Doch schon ließ der Ex-Vorsitzende seine noch vorhandene Macht spüren: Wie die Süddeutsche Zeitung berichtete, drängen Kohl-Vertraute den nordrhein-westfälischen CDU-Landesvorsitzenden Jürgen Rüttgers dazu, auf dem kommenden CDU-Parteitag im April gegen Parteichef Schäuble zu kandidieren. Rüttgers hatte sich als Kandidat empfohlen, indem er den Kohl-Kritiker Luther öffentlich mit der Bemerkung: »Der hat sie nicht mehr alle« abkanzelte und auch sonst keinen Zweifel daran ließ, dass er treu zu seinem Ziehvater stehe. Auch wenn Rüttgers seine Kandidatur dementiert, so hat Kohl doch unmissverständlich klargestellt, dass er gar nicht daran denke, das Feld kampflos zu räumen. Nach Angaben der SZ soll er angesichts der Absetzbewegungen der Parteispitze gedroht haben: »Meine Truppen stehen.«

Dass es zum offenen Krieg in der Union kommen wird, scheint indes eher zweifelhaft. Kohl vermied es, auf der CDU-Klausurtagung in Norderstedt am Wochenende zu erscheinen. Parteichef Schäuble und Generalin Merkel versuchten unterdessen die Affäre herunterzuspielen. Trotz aller Lippenbekenntnisse Schäubles, den Skandal lückenlos aufklären zu wollen, wäre es den Partei-Oberen verständlicherweise lieber, sie könnten das leidige Thema endlich ruhen lassen und sich stattdessen wieder den »Sachthemen« zuwenden. Schließlich dürften sie von Kohl vor allem eines gelernt haben: Affären erledigt man am besten durch Aussitzen.
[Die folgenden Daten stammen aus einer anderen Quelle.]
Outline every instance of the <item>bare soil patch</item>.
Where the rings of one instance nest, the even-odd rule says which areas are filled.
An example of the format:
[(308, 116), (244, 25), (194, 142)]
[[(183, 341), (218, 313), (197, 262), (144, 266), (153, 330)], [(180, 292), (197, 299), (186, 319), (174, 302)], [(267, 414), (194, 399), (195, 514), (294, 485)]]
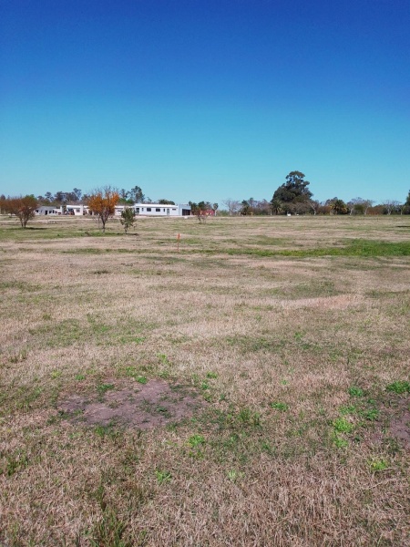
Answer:
[(153, 379), (145, 385), (128, 382), (112, 385), (103, 396), (72, 395), (58, 409), (68, 418), (86, 425), (122, 425), (149, 429), (192, 416), (205, 406), (198, 394), (185, 386)]

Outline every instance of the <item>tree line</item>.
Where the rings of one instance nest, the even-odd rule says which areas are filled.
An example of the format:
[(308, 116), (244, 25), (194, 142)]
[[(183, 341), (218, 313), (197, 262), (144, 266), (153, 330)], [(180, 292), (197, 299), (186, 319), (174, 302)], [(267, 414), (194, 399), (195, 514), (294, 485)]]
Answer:
[(274, 191), (270, 201), (232, 200), (222, 201), (226, 212), (230, 215), (264, 215), (264, 214), (410, 214), (410, 191), (405, 201), (385, 200), (374, 204), (374, 200), (354, 198), (347, 202), (338, 197), (325, 201), (313, 200), (309, 190), (310, 182), (301, 171), (291, 171), (285, 182)]
[[(374, 205), (373, 200), (354, 198), (344, 202), (340, 198), (334, 197), (325, 201), (313, 200), (313, 194), (309, 190), (310, 182), (305, 180), (305, 175), (301, 171), (291, 171), (286, 176), (285, 182), (274, 191), (270, 201), (267, 200), (257, 201), (253, 198), (248, 200), (232, 200), (228, 198), (223, 201), (226, 210), (220, 212), (230, 215), (280, 215), (280, 214), (410, 214), (410, 191), (403, 202), (395, 200), (386, 200)], [(63, 206), (68, 203), (83, 202), (88, 205), (89, 210), (98, 216), (105, 230), (108, 219), (114, 214), (117, 204), (151, 203), (151, 200), (145, 196), (139, 186), (135, 186), (130, 191), (124, 189), (118, 191), (106, 187), (83, 194), (82, 191), (75, 188), (71, 192), (57, 191), (55, 194), (46, 192), (45, 196), (35, 197), (33, 194), (7, 198), (0, 196), (0, 212), (15, 215), (20, 221), (21, 226), (26, 228), (27, 222), (35, 215), (39, 205)], [(159, 199), (157, 203), (175, 205), (171, 200)], [(216, 214), (219, 211), (218, 203), (210, 201), (189, 201), (192, 214), (197, 215), (200, 222), (210, 214)], [(130, 207), (126, 208), (121, 214), (121, 222), (127, 230), (133, 225), (135, 212)]]

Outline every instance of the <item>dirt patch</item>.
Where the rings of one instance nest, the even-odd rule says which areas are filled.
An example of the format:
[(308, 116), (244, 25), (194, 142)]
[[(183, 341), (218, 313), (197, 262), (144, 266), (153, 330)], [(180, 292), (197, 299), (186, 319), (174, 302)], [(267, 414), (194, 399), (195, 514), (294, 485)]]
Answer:
[(60, 402), (58, 409), (86, 425), (115, 423), (149, 429), (190, 417), (206, 405), (193, 389), (163, 380), (110, 385), (112, 388), (99, 397), (72, 395)]

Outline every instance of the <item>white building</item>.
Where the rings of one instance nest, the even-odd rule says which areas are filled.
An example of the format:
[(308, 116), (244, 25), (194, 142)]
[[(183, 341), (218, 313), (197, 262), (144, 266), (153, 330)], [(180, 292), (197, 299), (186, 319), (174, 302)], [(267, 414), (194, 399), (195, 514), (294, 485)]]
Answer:
[[(179, 205), (164, 205), (163, 203), (135, 203), (134, 205), (116, 205), (114, 216), (120, 216), (121, 212), (127, 207), (134, 209), (136, 214), (140, 216), (179, 216), (187, 217), (192, 214), (190, 205), (181, 203)], [(66, 205), (60, 207), (52, 207), (51, 205), (42, 205), (36, 210), (36, 214), (68, 214), (74, 216), (83, 216), (92, 214), (87, 205), (77, 203), (75, 205)]]
[(36, 209), (36, 214), (48, 215), (48, 214), (58, 214), (58, 208), (52, 207), (51, 205), (42, 205)]
[(141, 216), (190, 216), (192, 214), (190, 205), (187, 203), (180, 203), (179, 205), (134, 203), (132, 207), (136, 213)]

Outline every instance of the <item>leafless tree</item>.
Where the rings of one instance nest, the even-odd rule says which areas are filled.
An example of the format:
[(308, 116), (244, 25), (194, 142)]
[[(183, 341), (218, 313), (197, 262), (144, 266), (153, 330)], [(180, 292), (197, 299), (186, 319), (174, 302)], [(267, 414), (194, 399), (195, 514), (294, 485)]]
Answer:
[(235, 214), (235, 212), (238, 212), (238, 211), (241, 209), (241, 203), (240, 203), (240, 201), (238, 201), (238, 200), (232, 200), (231, 198), (227, 198), (226, 200), (223, 200), (222, 203), (225, 205), (225, 207), (230, 212), (231, 216), (232, 214)]

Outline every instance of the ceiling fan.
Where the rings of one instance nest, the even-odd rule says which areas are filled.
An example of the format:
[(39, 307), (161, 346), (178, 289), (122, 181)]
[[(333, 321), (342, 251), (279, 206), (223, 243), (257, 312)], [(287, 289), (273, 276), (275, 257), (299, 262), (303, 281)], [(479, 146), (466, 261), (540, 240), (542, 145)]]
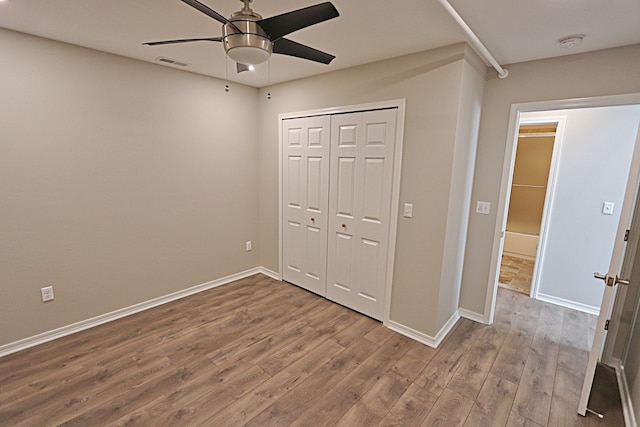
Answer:
[(338, 17), (340, 14), (331, 2), (316, 4), (263, 19), (261, 15), (255, 13), (249, 6), (253, 0), (240, 0), (244, 3), (244, 7), (227, 19), (197, 0), (182, 1), (222, 23), (222, 36), (164, 40), (143, 44), (157, 46), (196, 41), (222, 42), (227, 55), (236, 61), (238, 72), (249, 70), (251, 66), (266, 61), (272, 53), (295, 56), (322, 64), (329, 64), (335, 58), (335, 56), (326, 52), (284, 37), (302, 28)]

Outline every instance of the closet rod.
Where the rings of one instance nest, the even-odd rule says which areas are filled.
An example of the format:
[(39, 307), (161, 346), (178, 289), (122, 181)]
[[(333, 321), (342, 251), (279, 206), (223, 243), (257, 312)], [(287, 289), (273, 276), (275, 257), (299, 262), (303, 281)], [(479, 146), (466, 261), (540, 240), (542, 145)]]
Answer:
[(498, 72), (498, 77), (501, 79), (506, 79), (507, 76), (509, 75), (509, 70), (502, 68), (502, 66), (498, 63), (496, 58), (494, 58), (493, 55), (491, 55), (491, 52), (489, 52), (489, 50), (485, 47), (485, 45), (480, 41), (478, 36), (476, 36), (476, 34), (471, 29), (471, 27), (469, 27), (467, 23), (464, 21), (464, 19), (462, 19), (462, 16), (458, 14), (458, 12), (453, 8), (453, 6), (451, 6), (451, 4), (447, 0), (440, 0), (440, 4), (442, 4), (442, 6), (447, 10), (447, 12), (449, 12), (449, 15), (451, 15), (453, 19), (456, 20), (456, 22), (458, 23), (458, 25), (460, 25), (460, 27), (464, 30), (464, 32), (467, 33), (467, 36), (469, 36), (469, 38), (471, 39), (471, 42), (476, 48), (476, 50), (478, 51), (478, 53), (482, 55), (484, 59), (488, 61), (493, 68), (495, 68), (495, 70)]

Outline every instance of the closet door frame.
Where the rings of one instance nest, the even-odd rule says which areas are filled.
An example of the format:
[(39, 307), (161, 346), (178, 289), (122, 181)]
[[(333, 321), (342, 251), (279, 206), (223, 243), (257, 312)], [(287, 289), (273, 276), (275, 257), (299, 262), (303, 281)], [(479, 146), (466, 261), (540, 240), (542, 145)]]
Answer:
[(405, 120), (405, 99), (395, 99), (382, 102), (374, 102), (367, 104), (347, 105), (341, 107), (324, 108), (318, 110), (297, 111), (291, 113), (282, 113), (278, 115), (278, 257), (279, 269), (278, 278), (282, 280), (282, 272), (284, 271), (283, 259), (283, 212), (282, 212), (282, 125), (283, 120), (299, 117), (312, 117), (322, 115), (356, 113), (362, 111), (396, 109), (396, 134), (395, 149), (393, 157), (393, 183), (391, 189), (391, 218), (389, 227), (389, 247), (387, 251), (387, 269), (385, 277), (385, 297), (384, 297), (384, 314), (383, 323), (389, 321), (389, 311), (391, 307), (391, 288), (393, 283), (393, 266), (396, 249), (396, 236), (398, 230), (398, 216), (400, 213), (400, 176), (402, 172), (402, 146), (404, 142), (404, 120)]

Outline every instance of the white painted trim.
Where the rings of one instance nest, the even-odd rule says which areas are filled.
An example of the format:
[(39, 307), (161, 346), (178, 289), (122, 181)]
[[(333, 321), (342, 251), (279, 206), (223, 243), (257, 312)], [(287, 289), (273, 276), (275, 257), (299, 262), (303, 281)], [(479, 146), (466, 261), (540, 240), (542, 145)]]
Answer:
[(387, 323), (391, 312), (391, 291), (393, 285), (393, 267), (395, 261), (396, 239), (398, 233), (398, 210), (400, 207), (400, 177), (402, 172), (402, 148), (404, 143), (405, 99), (371, 102), (340, 107), (322, 108), (318, 110), (297, 111), (278, 114), (278, 257), (280, 279), (284, 271), (282, 256), (282, 121), (299, 117), (325, 116), (359, 111), (396, 109), (396, 140), (393, 157), (393, 183), (391, 188), (391, 217), (389, 223), (389, 245), (387, 254), (387, 277), (385, 278), (385, 297), (382, 321)]
[(389, 244), (387, 256), (386, 292), (384, 295), (384, 312), (382, 320), (389, 320), (391, 316), (391, 288), (393, 287), (393, 267), (396, 259), (396, 240), (398, 235), (398, 211), (400, 208), (400, 177), (402, 172), (402, 150), (404, 143), (404, 99), (393, 101), (396, 112), (396, 141), (393, 155), (393, 183), (391, 188), (391, 218), (389, 219)]
[(391, 329), (392, 331), (402, 334), (405, 337), (409, 337), (412, 340), (418, 341), (424, 345), (428, 345), (429, 347), (438, 348), (442, 340), (444, 340), (446, 336), (449, 334), (449, 332), (451, 332), (451, 330), (456, 325), (456, 322), (458, 320), (460, 320), (460, 314), (456, 311), (449, 318), (447, 323), (445, 323), (444, 326), (440, 328), (440, 330), (438, 331), (435, 337), (432, 337), (431, 335), (427, 335), (420, 331), (416, 331), (415, 329), (410, 328), (409, 326), (405, 326), (393, 320), (384, 322), (384, 325), (387, 328)]
[(620, 401), (622, 402), (624, 425), (626, 427), (638, 427), (638, 422), (633, 408), (633, 400), (631, 400), (631, 392), (629, 391), (629, 384), (627, 383), (627, 376), (624, 373), (624, 366), (617, 364), (615, 368), (616, 377), (618, 378)]
[(485, 323), (484, 316), (481, 313), (476, 313), (475, 311), (470, 311), (464, 308), (458, 309), (460, 313), (460, 317), (464, 317), (465, 319), (473, 320), (477, 323)]
[(27, 348), (34, 347), (39, 344), (44, 344), (46, 342), (65, 337), (67, 335), (71, 335), (76, 332), (81, 332), (86, 329), (100, 326), (102, 324), (112, 322), (114, 320), (118, 320), (126, 316), (131, 316), (132, 314), (140, 313), (150, 308), (157, 307), (159, 305), (163, 305), (172, 301), (176, 301), (181, 298), (188, 297), (193, 294), (197, 294), (199, 292), (207, 291), (209, 289), (213, 289), (218, 286), (226, 285), (228, 283), (234, 282), (236, 280), (244, 279), (246, 277), (253, 276), (254, 274), (258, 274), (258, 273), (262, 273), (273, 279), (280, 280), (277, 278), (277, 273), (274, 273), (271, 270), (268, 270), (264, 267), (252, 268), (250, 270), (232, 274), (230, 276), (226, 276), (221, 279), (212, 280), (211, 282), (192, 286), (190, 288), (183, 289), (181, 291), (177, 291), (168, 295), (153, 298), (148, 301), (144, 301), (138, 304), (131, 305), (129, 307), (124, 307), (119, 310), (112, 311), (110, 313), (101, 314), (100, 316), (92, 317), (86, 320), (81, 320), (80, 322), (72, 323), (70, 325), (62, 326), (60, 328), (43, 332), (41, 334), (34, 335), (32, 337), (24, 338), (19, 341), (14, 341), (12, 343), (2, 345), (0, 346), (0, 357), (6, 356), (11, 353), (16, 353), (21, 350), (25, 350)]
[(550, 302), (551, 304), (560, 305), (562, 307), (571, 308), (573, 310), (582, 311), (584, 313), (593, 314), (595, 316), (598, 316), (600, 314), (600, 308), (598, 307), (581, 304), (579, 302), (570, 301), (568, 299), (556, 297), (553, 295), (538, 293), (536, 299), (544, 302)]
[[(495, 313), (496, 296), (498, 289), (496, 283), (498, 282), (498, 275), (500, 274), (498, 261), (500, 259), (500, 255), (502, 254), (502, 245), (504, 243), (501, 234), (506, 223), (506, 209), (508, 207), (506, 202), (508, 201), (508, 189), (511, 184), (510, 171), (513, 168), (512, 163), (513, 161), (515, 161), (515, 156), (513, 156), (513, 149), (515, 146), (514, 144), (517, 142), (518, 138), (517, 130), (518, 122), (520, 120), (520, 113), (530, 111), (566, 110), (571, 108), (608, 107), (633, 104), (640, 104), (640, 93), (511, 104), (511, 109), (509, 112), (509, 127), (507, 130), (507, 143), (504, 153), (504, 163), (502, 166), (500, 195), (498, 197), (498, 206), (496, 208), (497, 220), (494, 230), (493, 244), (491, 246), (491, 265), (489, 268), (487, 294), (484, 306), (484, 323), (492, 324), (493, 316)], [(500, 219), (500, 215), (503, 215), (502, 219)]]
[[(544, 267), (545, 252), (547, 250), (547, 234), (549, 231), (549, 218), (551, 217), (551, 211), (553, 210), (553, 202), (555, 199), (556, 184), (558, 181), (558, 171), (560, 170), (560, 156), (562, 153), (562, 146), (564, 144), (564, 131), (567, 124), (567, 116), (545, 116), (543, 118), (535, 119), (520, 119), (518, 122), (518, 130), (521, 124), (541, 124), (541, 123), (556, 123), (556, 133), (553, 140), (553, 150), (551, 152), (551, 164), (549, 166), (549, 177), (547, 178), (547, 191), (544, 196), (544, 206), (542, 209), (542, 220), (540, 222), (540, 231), (538, 238), (538, 249), (536, 250), (535, 263), (533, 266), (533, 275), (531, 277), (531, 290), (530, 296), (532, 298), (538, 298), (538, 289), (540, 288), (540, 274)], [(516, 137), (517, 140), (517, 137)], [(515, 153), (514, 153), (515, 163)], [(513, 169), (511, 175), (513, 177)], [(507, 203), (509, 201), (507, 200)], [(506, 215), (508, 216), (509, 209), (507, 208)], [(506, 228), (506, 217), (505, 217)], [(498, 267), (499, 268), (499, 267)]]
Von den so genannten Jungen Wilden geht jedenfalls kaum Gefahr aus. Wie Kohl selbst sind auch sie allesamt Produkte des Systems, wie er schon in »jungen Jahren« - bei der CDU ist das die Zeit zwischen 40 und 50 - tief verstrickt in das Gewirr aus Klüngel und Klingelbeutel; auch wenn die Geldgeber wegen des zeitlichen Abstands nun meist nicht mehr direkte Profiteure der Verbrechen des Dritten Reiches sind. Bestes Beispiel: der hessische Ministerpräsidenten Roland Koch. Seine rassistische und ausländerfeindliche Anti-Staatsbürgerschaft-Kampagne, mit der er im vergangenen Jahr die Wahlen in Hessen gewann, ließ sich Koch durch einen dubiosen 1,5 Millionen-Mark-Kredit finanzieren, den der frühere Schatzmeister der CDU Hessen, Prinz Wittgenstein, der Partei zur Verfügung gestellt hatte und der bislang in keinem Rechenschaftsbericht auftauchte. Gleichzeitig wurde bekannt, dass die hessischen Christdemokraten zwischen 1989 und 1996 aus einer anonymen Erbschaft, die über das Schwarzgeld-Paradies Liechtenstein abgewickelt wurde, 12,7 Millionen Mark erhalten haben.

Auch wenn der Staatsanwalt inzwischen gegen Kohl wegen Untreue ermittelt: Natürlich wird der CDU-Ehrenvorsitzende nicht verurteilt werden, geschweige denn im Gefängnis landen, so wie er auch in der Flick-Affäre dank Blackout ungeschoren davon kam. Natürlich wird auch die straf- und parteigesetzwidrige Finanzierung von Politikern und Parteien weitergehen, so wie Helmut Kohl nach dem Aufkommen der Flickaffäre neue Mittel und Wege fand, Schwarzgelder zu sammeln und zu verteilen. Trotzdem kann man sich auf weitere unterhaltsame Wochen freuen, mit immer neuen Details über illegale Spenden (so hat der Focus inzwischen den ersten anonymen Spender von Kohls Schwarzkonten enttarnt: den verstorbenen Bau-Mogul Fritz Schörghuber), mit neuen empörten oder auch entschuldigenden Kommentaren der bürgerlichen Presse und mit den unausweichlichen Dementis und gegenseitigen Schuldzuweisungen der Politiker. Kurz: Man kann sich wohlig im Fernsehsessel zurücklehnen und dabei zuschauen, wie die eigenen Binsenweisheiten und Vorurteile wieder einmal bestätigt werden.